Fans, both those at home and even local spectators at the Bac Giang Gymnasium, hoped for it. Sports officials desired it. The nation pined for it – and has done so for almost 40 years now. 

Ultimately, though, no one wanted to win more than the world champion himself. 

Loh Kean Yew fell short of gold on Sunday (May 22), losing 21-13, 21-13 to Thailand’s Kunlavut Vitidsarn (2nd seed) to settle for silver at the Hanoi SEA Games. 


(Team Singapore's Loh Kean Yew with his 2nd straight Men's Singles Silver at the SEA Games. Photo Credit: Sport Singapore/ Lim Weixiang)


It is the 24-year-old’s second straight runner-up finish at the biennial Games, and his third medal in this event. He had won bronze on his debut at the 2015 edition at home. 

Speaking to the media after he was awarded the silver medal, he mentioned disappointment, but he also mentioned something else more: fatigue.

He said: “I’m a little disappointed. I think I could’ve played better, so there are some regrets. My opponent was more prepared than me today. I think I can definitely play better than this. I’m feeling quite tired.” 

Kean Yew is known on the professional circuit for not just the quality of his shots, but the speed at which he delivers them. But on the day he needed his quick feet to send him to the top of the podium as he carried the hopes of a nation, his legs just could not carry him fast enough. 


(Team Singapore's Loh Kean Yew. Photo Credit: Sport Singapore/ Lim Weixiang)

Little wonder, given the punishing schedule the Singaporean has been through in recent weeks. While his opponents opted to take a break from the SEA Games after their exertions at the Thomas Cup, which were held in Bangkok until May 15, the 24 year old shuttler featured heavily in the tournament before travelling to Vietnam for the Games. 

SEA Games defending champion and world No. 6 Lee Zii Jia of Malaysia, world No. 5 Anthony Ginting of Indonesia, as well as 2017 Games champion and world No. 8 Jonatan Christie all gave Hanoi a miss.

Said Kean Yew: “Definitely, I’m tired. My opponent was also tired, but I think he managed it better than me. (It’s) more of fatigue. I still did my best and I tried to overcome my fatigue. I gave it my all and fought until the end. It just wasn’t enough. It’s been a good run. Time for a little break, and back to training after that.”

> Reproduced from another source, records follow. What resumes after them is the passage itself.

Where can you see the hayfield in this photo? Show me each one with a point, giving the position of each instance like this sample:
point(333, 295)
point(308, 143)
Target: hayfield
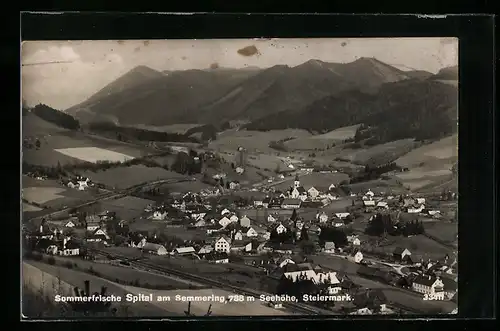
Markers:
point(94, 154)
point(42, 195)
point(418, 245)
point(30, 208)
point(124, 177)
point(57, 148)
point(443, 231)
point(322, 141)
point(443, 152)
point(253, 141)
point(383, 153)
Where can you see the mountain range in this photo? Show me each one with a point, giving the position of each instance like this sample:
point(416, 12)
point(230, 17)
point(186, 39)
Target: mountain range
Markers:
point(316, 95)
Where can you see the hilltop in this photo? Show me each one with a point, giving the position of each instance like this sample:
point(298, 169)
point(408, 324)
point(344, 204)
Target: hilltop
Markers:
point(220, 94)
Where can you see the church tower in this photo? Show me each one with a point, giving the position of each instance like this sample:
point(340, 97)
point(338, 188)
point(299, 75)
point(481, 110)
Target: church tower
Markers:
point(297, 181)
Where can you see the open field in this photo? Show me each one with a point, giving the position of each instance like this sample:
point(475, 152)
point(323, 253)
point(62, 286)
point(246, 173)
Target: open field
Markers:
point(127, 275)
point(42, 195)
point(173, 128)
point(184, 187)
point(124, 177)
point(48, 276)
point(444, 231)
point(418, 245)
point(94, 154)
point(316, 179)
point(379, 186)
point(440, 154)
point(253, 141)
point(28, 208)
point(255, 308)
point(322, 141)
point(385, 152)
point(64, 141)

The result means Singapore will continue its wait for a men’s singles champion. Wong Shoon Keat’s victory in 1983 remains the Republic’s only triumph in this event. 


(Team Singapore's Loh Kean Yew. Photo Credit: Sport Singapore/ Lim Weixiang)


Apart from Kean Yew's silver, the badminton team also won 5 bronzes: in the men’s and women’s doubles, men’s singles, men’s and women’s team events.

Said Singapore Badminton Association technical director Martin Andrew: “The SEA Games in badminton is a hard competition. We have some of the world’s badminton ‘powerhouses’ in Southeast Asia. It means that even their second teams are a strong prospect.  

“Every competitive match gives players crucial learning points, as long as they aim for the best level of performance. I’m confident that players have done this and as long as they debrief effectively with their coaches, then they can have good learning experiences which will be useful for future tournaments.”